Saturday, October 8, 2011

Careful What You Brag Over

And he said, What have they seen in thy house? And Hezekiah said, All that is in my house have they seen: there is nothing among my treasures that I have not shewn them.  --Isaiah 39:4 (Darby)
 Hezekiah was the king of Judah between about 715-686 BC.  The Assyrians had laid waste to Israel, but in their campaign against Judah they had lost badly.  History puts at least part of the blame on a plague that ravished the Assyrian army, but Hezekiah gets some credit; or, more precisely, God helped Hezekiah out.  This delighted the Babylonians. They sent envoys to congratulate Hezekiah, and more likely, to do a bit of spying out of what kind of opponent he really was.  Hezekiah, it sounds like, gushed all over himself about everything he had bragging up a storm in the process.  When Isaiah arrived in his court, Isaiah was not happy or amused at the befuddled thinking his King had demonstrated, nor does it seem was God.  Isaiah tells the King the Babylonians are going to take everything, and they did.
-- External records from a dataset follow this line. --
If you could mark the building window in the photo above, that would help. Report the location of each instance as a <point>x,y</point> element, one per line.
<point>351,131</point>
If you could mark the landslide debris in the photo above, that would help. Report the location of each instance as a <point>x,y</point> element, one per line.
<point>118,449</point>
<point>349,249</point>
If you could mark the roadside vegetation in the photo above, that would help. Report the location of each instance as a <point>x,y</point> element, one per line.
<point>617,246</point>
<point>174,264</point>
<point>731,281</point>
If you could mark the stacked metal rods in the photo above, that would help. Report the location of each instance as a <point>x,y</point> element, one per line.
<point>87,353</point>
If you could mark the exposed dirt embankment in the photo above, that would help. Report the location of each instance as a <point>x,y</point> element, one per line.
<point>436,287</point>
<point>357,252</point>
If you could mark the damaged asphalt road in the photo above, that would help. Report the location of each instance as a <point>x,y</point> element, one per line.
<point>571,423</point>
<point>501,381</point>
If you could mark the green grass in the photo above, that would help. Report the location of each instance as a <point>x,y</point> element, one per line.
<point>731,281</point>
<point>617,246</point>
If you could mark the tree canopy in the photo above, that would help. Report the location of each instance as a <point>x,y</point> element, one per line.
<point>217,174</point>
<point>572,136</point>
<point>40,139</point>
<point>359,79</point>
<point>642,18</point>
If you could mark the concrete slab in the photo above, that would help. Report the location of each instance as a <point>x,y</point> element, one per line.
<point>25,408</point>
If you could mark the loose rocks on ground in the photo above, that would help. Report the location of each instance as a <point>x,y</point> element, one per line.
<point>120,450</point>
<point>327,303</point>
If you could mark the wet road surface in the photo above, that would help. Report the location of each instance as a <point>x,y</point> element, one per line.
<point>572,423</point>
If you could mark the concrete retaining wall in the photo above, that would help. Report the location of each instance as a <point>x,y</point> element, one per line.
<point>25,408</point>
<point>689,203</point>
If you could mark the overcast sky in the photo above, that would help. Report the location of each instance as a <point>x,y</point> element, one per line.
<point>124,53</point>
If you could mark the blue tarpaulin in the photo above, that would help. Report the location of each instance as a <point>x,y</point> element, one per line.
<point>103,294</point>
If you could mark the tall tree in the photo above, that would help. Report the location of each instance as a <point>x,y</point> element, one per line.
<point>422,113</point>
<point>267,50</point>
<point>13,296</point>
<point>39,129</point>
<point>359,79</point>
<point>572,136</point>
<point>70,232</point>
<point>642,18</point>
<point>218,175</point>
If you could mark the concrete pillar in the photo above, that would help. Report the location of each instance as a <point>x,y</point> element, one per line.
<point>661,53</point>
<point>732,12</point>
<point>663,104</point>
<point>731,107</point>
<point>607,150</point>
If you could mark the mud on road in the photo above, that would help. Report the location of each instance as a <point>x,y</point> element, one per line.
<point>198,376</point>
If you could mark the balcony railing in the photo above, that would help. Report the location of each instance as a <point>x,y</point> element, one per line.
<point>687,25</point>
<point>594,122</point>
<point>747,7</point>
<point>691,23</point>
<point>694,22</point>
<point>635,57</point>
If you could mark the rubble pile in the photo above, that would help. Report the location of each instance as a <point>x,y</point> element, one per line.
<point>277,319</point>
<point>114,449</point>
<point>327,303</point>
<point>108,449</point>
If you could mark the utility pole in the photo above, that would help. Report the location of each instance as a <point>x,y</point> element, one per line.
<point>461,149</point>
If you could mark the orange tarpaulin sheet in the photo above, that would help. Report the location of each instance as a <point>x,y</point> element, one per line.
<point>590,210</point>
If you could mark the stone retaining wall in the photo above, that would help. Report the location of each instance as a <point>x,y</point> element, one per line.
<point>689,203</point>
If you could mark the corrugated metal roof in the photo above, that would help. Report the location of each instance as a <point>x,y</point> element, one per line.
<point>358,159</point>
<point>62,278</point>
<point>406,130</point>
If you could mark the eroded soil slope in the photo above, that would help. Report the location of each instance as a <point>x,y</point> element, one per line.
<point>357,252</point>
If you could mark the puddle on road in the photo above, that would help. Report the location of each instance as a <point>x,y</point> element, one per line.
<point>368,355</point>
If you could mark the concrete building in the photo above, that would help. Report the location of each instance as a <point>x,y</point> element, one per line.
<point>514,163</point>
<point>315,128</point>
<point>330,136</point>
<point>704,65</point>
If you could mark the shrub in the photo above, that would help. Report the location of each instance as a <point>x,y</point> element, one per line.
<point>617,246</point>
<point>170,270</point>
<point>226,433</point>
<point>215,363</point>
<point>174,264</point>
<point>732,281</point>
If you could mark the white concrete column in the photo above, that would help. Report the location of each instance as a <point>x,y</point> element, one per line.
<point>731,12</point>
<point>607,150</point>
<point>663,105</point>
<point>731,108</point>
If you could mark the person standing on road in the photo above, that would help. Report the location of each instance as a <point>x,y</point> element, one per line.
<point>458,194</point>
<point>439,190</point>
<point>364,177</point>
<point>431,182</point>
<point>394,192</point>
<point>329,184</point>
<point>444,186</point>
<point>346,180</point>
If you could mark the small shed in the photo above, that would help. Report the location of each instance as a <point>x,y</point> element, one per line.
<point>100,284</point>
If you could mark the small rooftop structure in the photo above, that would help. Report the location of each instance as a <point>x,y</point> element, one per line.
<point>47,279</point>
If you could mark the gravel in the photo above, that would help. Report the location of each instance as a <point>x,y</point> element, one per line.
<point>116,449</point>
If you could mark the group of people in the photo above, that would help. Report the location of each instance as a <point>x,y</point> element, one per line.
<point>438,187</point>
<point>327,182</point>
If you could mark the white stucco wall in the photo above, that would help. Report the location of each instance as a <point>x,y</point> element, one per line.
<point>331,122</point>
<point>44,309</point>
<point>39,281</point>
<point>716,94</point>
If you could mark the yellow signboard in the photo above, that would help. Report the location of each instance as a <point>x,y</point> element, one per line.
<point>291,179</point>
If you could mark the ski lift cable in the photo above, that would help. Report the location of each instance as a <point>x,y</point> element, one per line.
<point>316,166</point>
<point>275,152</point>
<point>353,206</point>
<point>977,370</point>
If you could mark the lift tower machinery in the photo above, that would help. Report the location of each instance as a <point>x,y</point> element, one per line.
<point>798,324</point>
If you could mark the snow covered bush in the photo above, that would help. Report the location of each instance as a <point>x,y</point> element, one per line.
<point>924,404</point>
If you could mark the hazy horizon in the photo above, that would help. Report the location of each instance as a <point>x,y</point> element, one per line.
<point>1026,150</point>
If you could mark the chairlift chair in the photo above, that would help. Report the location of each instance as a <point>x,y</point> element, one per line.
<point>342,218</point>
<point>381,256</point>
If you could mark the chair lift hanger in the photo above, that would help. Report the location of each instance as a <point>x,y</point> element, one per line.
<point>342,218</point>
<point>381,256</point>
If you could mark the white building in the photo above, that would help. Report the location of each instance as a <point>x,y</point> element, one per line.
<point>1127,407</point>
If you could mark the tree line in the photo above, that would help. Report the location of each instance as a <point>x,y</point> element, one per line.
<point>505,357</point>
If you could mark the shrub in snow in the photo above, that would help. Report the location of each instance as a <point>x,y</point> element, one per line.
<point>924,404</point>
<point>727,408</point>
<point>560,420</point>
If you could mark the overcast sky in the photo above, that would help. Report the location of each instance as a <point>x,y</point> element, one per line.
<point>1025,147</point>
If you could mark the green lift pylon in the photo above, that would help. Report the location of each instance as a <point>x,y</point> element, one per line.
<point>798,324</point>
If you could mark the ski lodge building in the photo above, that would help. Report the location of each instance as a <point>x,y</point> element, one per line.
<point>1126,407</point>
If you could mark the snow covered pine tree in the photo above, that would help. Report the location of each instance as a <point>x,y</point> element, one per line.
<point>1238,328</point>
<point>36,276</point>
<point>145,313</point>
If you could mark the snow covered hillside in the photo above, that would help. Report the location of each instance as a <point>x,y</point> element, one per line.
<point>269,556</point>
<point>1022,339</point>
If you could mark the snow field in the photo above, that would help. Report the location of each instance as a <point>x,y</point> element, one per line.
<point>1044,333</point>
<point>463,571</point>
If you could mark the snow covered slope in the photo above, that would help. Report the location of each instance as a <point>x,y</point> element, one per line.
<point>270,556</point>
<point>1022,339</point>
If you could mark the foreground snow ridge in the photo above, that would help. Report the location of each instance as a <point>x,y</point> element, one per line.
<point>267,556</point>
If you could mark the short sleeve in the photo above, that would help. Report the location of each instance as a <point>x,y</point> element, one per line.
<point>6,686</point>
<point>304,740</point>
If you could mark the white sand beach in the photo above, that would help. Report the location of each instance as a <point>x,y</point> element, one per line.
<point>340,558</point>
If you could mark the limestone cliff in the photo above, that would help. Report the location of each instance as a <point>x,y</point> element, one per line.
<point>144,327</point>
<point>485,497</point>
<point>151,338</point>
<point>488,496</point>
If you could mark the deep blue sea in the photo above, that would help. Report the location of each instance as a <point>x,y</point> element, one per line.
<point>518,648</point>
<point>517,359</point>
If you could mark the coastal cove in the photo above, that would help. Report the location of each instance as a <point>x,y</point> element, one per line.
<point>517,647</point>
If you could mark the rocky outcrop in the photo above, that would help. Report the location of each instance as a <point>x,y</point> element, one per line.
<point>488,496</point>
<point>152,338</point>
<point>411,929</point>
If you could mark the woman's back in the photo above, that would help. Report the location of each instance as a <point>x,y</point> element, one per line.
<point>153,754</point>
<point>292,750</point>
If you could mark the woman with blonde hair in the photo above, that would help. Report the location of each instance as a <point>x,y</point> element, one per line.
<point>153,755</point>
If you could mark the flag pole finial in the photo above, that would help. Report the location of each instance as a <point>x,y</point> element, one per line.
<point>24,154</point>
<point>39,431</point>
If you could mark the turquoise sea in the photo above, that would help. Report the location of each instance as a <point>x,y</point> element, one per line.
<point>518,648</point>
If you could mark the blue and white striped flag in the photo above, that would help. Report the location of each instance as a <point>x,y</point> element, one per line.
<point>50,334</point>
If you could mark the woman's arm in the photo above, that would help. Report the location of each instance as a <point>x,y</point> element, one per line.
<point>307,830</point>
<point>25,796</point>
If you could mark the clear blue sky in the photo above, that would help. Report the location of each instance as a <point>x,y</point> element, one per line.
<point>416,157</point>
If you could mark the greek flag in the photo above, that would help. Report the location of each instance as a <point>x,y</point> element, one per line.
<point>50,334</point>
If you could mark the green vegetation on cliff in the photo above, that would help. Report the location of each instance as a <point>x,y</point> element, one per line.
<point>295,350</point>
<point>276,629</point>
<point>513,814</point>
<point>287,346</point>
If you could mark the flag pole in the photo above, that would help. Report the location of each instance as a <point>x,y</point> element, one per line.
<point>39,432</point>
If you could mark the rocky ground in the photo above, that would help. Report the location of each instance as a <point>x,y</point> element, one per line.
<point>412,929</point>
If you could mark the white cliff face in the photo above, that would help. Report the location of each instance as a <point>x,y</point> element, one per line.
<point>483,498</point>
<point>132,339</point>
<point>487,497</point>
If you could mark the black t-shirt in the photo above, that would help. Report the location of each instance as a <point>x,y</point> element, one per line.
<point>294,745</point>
Various commentators explain this "wrath of God" that is rained down on Hezekiah's head by blaming Hezekiah's vanity.  They talk about how because of his vanity Hezekiah is punished.  Would God really punish an entire race of people because their (unelected) leader was vain?  There is a deep theological problem with that!

There is a fact of life we would all do well not to ignore: we are living every day on a treasure map.  Every day of our lives, if we look carefully, thoughtfully, diligently for them we'll see our lives are sprinkled with blessings, or small divine diamonds.  God richly sows our life with many good things and they are present even in the worst circumstances imaginable, for anyone who cares to put their victimhood aside and see.  If we carry the knowledge of our blessings close to our grateful hearts, we feel our wealth in Christ and we also know in humility the One who should get the credit for us having everything.  Those diamond blessings are ours regardless of circumstances, and regardless of errors in our ways.

Hezekiah was flattered to pieces to have the attention of a powerful nation.  He spilled all his treasure out to some cutthroats who had no good intentions whatsoever.  But, it was not this naivety or vanity that brought the destruction of Judah.  Babylon already had designs on Assyria as well as every other nation-state.  Bragging about his treasure with Babylon revealed Hezekiah's misplaced trust in Babylon, not in God; making the inevitable Exile and destruction of Jerusalem all the more poignant and painful.  As Jesus said, do not cast your pearls before swine; and when you pray, go into a closet by yourself.  Hold your blessings dear and close with lots of gratitude and prayer, and keep looking for more treasure of God's faithfulness to you.

Holy God, do not allow us to become so jaded to the good things you put in our lives that we put our trust in our possessions rather than you.  Amen.